Mais son engagement ne s’arrête pas là. En 2013, François Yvon prend la direction du Limsi en étant détaché comme directeur de recherche au CNRS : « la gouvernance doit être assurée par un collectif de pairs, chacun son tour doit donc prendre des responsabilités », estime-t-il. Il occupe ce poste pendant sept ans jusqu’au rapprochement du Limsi avec le Laboratoire de Recherche en Informatique (LRI) pour former, en 2021, le Laboratoire Interdisciplinaire des Sciences du Numérique (LISN) dirigé actuellement par Sophie Rosset.
Pour une science participative et ouverte sur la société
Désormais directeur de recherche au LISN, ses travaux au sein du groupe Traitement du Langage Parlé portent sur la traduction multi-domaine, la traduction avec contraintes terminologiques et l’exploitation des mémoires de traduction. « Dans les interactions homme-machine par exemple, l’une des questions d’aujourd’hui est : comment un système peut assister des gens partiellement bilingues pour qu’ils améliorent leur maîtrise de la langue », explique-t-il. Avec ses doctorants et postdoctorants, il cherche donc à développer des « béquilles linguistiques » comme il dit.

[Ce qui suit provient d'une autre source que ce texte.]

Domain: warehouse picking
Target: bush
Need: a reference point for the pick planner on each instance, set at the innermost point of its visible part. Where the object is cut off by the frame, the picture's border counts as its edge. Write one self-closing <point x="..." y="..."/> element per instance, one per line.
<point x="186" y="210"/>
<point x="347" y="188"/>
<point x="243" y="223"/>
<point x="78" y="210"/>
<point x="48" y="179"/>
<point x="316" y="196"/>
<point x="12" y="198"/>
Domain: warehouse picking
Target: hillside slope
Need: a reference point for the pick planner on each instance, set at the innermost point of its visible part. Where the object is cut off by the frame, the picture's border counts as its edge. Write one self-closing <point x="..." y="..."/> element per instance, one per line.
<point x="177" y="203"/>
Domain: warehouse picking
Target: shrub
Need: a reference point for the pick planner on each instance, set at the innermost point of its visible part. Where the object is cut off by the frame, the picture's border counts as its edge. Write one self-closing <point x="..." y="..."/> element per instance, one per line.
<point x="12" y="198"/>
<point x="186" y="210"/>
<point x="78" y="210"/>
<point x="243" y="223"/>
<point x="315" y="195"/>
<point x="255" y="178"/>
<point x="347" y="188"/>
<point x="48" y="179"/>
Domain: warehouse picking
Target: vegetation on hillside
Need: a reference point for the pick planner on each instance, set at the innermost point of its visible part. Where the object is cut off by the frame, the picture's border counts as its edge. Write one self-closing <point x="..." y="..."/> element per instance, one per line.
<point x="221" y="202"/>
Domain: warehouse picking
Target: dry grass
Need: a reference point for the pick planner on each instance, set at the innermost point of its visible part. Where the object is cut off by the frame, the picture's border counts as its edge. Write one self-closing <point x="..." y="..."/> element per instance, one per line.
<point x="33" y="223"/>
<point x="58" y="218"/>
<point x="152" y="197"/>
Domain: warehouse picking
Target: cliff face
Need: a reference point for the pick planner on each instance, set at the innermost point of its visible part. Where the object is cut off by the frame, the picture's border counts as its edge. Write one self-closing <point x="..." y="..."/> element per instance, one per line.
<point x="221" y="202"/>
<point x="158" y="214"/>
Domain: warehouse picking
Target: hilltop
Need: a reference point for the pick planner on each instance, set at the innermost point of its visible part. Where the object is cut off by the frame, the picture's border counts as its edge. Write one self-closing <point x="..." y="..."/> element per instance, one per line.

Depuis 2021, il est également engagé dans le projet BigScience, initié par l’entreprise franco-américaine Hugging Face et impliquant plusieurs centaines de chercheurs en intelligence artificielle à travers le monde. En 2022, cette collaboration a donné naissance à Bloom (BigScience Large Open-science Open-access Multilingual Language Model), le plus gros modèle de langue multilingue et open source qui intègre des textes en 46 langues. « J’ai participé à ce projet sur le volet de l’évaluation des capacités multilingues », explique-t-il. Ce qu’il aime dans son métier ? « L’immense liberté dont je dispose dans mes recherches et, surtout, que celles-ci répondent à des enjeux sociétaux très importants, comme la capacité d’interagir et de communiquer en surmontant les barrières linguistiques ».